AMSTERDAM, Netherlands — Before he put paint to canvas, Vincent van Gogh worked with pencil and ink, training himself in perspective, composition and the human form.
Now known for the vibrant colors of his paintings, Van Gogh continued sketching throughout his brief career, producing masterpieces of draughtsmanship that rank among his great works.
The Van Gogh Museum now has more than 100 of the artist's 1,200 surviving drawings on exhibition, showing the development of his craftsmanship from 1880 over 10 years of work.
"For the first three years he hardly did any painting," curator Sjraar van Heugten said. "Most of these drawings were simply for himself. They were experiments in perspective and trying his hand at anatomy. He practiced a lot. He was totally self-taught."
Arranged chronologically, the early black-and-white studies of figures and landscapes evolve over the years into his now familiar impressionist style, with a rhythm of short, rapid strokes, swirls or jabs of a reed pen.
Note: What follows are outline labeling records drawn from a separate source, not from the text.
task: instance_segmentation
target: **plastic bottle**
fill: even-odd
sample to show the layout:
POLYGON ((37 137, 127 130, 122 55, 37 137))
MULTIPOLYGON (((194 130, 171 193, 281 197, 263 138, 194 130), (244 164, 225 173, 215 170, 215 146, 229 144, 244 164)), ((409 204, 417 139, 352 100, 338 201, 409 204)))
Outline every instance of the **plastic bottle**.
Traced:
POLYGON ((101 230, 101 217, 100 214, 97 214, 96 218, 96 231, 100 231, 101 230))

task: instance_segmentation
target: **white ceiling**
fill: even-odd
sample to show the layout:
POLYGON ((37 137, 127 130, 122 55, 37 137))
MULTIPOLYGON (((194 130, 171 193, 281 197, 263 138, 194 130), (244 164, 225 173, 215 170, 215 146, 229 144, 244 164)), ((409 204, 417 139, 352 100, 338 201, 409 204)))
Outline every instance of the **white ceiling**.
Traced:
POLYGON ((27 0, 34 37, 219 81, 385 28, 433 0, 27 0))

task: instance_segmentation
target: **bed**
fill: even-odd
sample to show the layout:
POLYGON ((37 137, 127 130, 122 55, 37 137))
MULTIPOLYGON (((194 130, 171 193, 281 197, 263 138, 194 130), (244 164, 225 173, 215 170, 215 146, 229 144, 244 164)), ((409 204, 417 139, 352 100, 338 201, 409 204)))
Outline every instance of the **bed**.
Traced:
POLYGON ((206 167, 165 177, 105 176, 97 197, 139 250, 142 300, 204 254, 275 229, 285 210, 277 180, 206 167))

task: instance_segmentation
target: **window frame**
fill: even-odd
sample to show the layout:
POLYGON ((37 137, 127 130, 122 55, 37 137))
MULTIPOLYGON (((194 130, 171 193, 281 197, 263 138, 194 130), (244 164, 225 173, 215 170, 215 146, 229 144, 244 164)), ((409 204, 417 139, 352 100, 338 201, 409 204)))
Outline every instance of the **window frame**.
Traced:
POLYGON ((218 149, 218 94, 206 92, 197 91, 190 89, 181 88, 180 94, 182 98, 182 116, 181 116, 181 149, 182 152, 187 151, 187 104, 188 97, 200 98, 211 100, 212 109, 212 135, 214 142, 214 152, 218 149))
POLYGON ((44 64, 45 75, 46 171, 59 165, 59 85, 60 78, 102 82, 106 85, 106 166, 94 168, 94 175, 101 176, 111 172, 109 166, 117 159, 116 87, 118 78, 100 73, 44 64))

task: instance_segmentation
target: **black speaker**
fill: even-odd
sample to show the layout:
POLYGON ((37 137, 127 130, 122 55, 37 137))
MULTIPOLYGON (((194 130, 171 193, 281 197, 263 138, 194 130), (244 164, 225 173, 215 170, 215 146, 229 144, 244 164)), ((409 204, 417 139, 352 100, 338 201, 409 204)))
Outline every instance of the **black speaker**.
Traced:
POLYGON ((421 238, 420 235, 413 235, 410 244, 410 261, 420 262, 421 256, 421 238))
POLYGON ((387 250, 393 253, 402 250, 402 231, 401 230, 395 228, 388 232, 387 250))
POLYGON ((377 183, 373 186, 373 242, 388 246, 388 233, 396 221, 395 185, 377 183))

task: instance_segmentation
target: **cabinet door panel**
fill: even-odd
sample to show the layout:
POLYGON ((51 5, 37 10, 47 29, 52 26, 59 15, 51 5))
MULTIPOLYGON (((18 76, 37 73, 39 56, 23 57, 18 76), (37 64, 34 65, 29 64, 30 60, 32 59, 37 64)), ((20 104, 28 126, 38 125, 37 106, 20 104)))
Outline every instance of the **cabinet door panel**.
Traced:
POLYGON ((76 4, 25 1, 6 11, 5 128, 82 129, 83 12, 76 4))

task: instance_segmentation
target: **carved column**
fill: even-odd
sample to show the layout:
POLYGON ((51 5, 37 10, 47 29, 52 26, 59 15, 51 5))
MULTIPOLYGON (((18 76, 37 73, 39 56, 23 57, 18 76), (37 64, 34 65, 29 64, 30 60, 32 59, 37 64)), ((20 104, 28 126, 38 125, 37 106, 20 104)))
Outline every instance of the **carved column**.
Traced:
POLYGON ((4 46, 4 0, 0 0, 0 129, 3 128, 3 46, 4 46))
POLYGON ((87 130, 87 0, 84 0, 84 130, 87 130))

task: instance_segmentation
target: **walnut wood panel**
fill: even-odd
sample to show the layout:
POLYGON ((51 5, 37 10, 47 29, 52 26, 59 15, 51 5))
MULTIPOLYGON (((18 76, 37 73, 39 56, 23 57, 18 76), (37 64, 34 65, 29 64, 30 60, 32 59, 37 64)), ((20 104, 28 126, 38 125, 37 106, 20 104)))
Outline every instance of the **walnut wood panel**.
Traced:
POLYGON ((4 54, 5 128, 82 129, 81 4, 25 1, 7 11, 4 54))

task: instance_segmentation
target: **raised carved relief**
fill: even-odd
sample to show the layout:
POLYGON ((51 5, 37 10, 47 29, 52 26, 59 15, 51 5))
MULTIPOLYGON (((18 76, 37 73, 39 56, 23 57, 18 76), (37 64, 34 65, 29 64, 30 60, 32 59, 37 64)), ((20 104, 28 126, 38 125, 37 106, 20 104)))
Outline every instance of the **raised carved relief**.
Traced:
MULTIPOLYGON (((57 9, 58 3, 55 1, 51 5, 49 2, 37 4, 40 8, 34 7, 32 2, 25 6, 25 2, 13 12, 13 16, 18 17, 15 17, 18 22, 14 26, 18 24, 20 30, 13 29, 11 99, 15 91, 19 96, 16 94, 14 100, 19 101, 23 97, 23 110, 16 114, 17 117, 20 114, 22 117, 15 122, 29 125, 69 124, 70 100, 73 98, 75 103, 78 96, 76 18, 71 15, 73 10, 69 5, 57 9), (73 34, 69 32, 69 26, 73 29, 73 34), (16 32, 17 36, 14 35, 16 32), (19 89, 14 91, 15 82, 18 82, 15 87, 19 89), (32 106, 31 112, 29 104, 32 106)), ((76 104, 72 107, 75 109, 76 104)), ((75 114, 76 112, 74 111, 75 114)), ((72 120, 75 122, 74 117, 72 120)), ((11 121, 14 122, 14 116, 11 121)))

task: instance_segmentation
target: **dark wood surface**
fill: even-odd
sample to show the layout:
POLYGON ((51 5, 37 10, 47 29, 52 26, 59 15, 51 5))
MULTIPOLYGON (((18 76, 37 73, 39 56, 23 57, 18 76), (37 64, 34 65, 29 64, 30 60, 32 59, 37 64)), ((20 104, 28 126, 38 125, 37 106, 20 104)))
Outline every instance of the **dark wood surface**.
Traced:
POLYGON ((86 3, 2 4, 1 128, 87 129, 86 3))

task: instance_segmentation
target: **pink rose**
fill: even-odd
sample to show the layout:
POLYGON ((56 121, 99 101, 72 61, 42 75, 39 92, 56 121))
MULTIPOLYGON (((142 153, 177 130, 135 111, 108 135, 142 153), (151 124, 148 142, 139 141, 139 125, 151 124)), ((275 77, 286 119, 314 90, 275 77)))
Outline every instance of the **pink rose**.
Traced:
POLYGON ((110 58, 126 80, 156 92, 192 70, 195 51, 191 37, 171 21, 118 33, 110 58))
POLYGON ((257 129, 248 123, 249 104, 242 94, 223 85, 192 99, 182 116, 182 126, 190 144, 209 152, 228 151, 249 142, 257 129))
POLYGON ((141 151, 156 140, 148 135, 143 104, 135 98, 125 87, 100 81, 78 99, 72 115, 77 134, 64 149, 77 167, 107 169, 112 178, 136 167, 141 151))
The exhibit draws on more than 50 museums and private collections, showing works that are rarely seen in public because of their sensitivity to light. It includes the only four sketchbooks that remain from the dozens Van Gogh used like notebooks to jot down ideas.
The exhibit stays in Amsterdam until Sept. 18, when it moves to the Metropolitan Museum of Art in New York.
Van Gogh, who decided at age 27 to become an artist, moved back and forth between paint and pen, abandoning one or the other for weeks or months before returning to it. He would learn from each medium and apply it to the other.
"His drawings were equally important to him. He put a lot of effort into them," van Heugten said.
He liked to use damp paper for his work with pencils, black crayon and ink, and the wrinkles are still evident.
On one drawing of a man sitting on a straight-backed wooden chair, slumped with his elbows on his knees and holding his fists to his eyes, Van Gogh poured milk over the paper to soften the texture.
He had a natural talent for landscape, but he struggled with people, van Heugten said.
Van Gogh made a lithograph of his painting "The Potato Eaters," which was panned by his friends for being flat, stiff and emotionless. Though outraged at the criticism, the next drawings show him trying to bring more life to his figures.
Often he would use the same theme for a painting and a drawing. The museum brought one of its most well-known paintings, "The Harvest," from its standing collection to show side-by-side with an elaborate sketch of the same scene, followed by a simple sketch that he mailed to friends to show them what he was working on.
The final drawings in the exhibition, using variations of blue, show no signs of despair or depression. Van Gogh suffered from what is now believed to be a form of epilepsy and was despondent over his continued dependency on his brother. He shot himself on July 27, 1890, and died two days later.